Claire Brisset
Maurice,
C’est très difficile d’écrire sur toi, à propos de toi, parce que cela oblige à penser que tu n’es plus là et cette idée même paraît absurde, inadmissible en quelque sorte. À la fin de ta vie, ton corps te trahissait, mais ton esprit était toujours là et bien là, toujours curieux de tout, avide de connaître, de comprendre, d’interroger, soucieux des autres. Maurice, j’ai eu la joie de te connaître il y a plusieurs décennies grâce à celui que tu considérais comme ton frère, ton cousin Louis René, qui était un lumineux président de l’Ordre des médecins. J’étais alors journaliste au « Monde » et j’avais bien des choses à comprendre, à analyser, avant de tenter de les décrire. Et toi tu expliquais, tu décryptais. Tu m’as présenté Doris. C’était à New York. Et nous sommes devenus amis, de ceux dont on sait qu’ils seront toujours là. J’ai eu la joie, la grande joie d’être témoin à votre mariage, je ne peux pas oublier ce jour. Après il y a eu Genève où vous habitiez, et où j’étais en poste moi aussi. Toujours, tu essayais de comprendre et d’expliquer les turbulences du monde. Tu faisais partie de ceux, très rares, dont on se dit qu’en quelques phrases il donnait une intelligibilité à ce qui se passait sous nos yeux et qui semblait n’avoir aucun sens, que ce soient de micro-évènements ou des pans entiers de l’histoire, la grande histoire.
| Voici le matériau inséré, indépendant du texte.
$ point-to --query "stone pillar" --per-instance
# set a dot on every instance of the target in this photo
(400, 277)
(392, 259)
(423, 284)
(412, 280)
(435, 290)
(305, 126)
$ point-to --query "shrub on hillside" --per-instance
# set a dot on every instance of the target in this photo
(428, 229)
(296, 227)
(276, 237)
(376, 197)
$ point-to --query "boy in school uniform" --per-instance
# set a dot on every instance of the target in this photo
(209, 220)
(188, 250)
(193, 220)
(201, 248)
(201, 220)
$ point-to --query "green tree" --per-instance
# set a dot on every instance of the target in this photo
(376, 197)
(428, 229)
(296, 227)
Mais jamais tu ne faisais passer les analyses, le fonctionnement intellectuel, devant ce qui fait le sel de la vie, les sentiments, les amitiés, les liens de la famille, la tienne et celle des autres ; jamais tu n’oubliais de t’enquérir de ce qui se passait dans la vie de ceux que tu avais adoptés dans ton cercle. Jamais tu n’oubliais que les évènements recèlent de la drôlerie, même involontaire. Et que les humains recèlent autant de petitesse que de grandeur. J’ai connu Ferney-Voltaire, j’ai connu Banon, surtout j’ai rencontré beaucoup de ceux que tu aimais, ta famille, tes amis. Le sort, le méchant sort, a voulu que je sois à l’étranger quand tu nous as quittés et que je ne puisse pas t’accompagner ce jour où ta famille et tes amis étaient réunis pour te dire au revoir. Si tu avais été encore là, c’est toi qui m’en aurais consolée, comme l’a fait Doris, en me disant « ce n’est pas cela qui compte ». Et comme d’habitude, je t’aurais cru et j’en aurais été apaisée.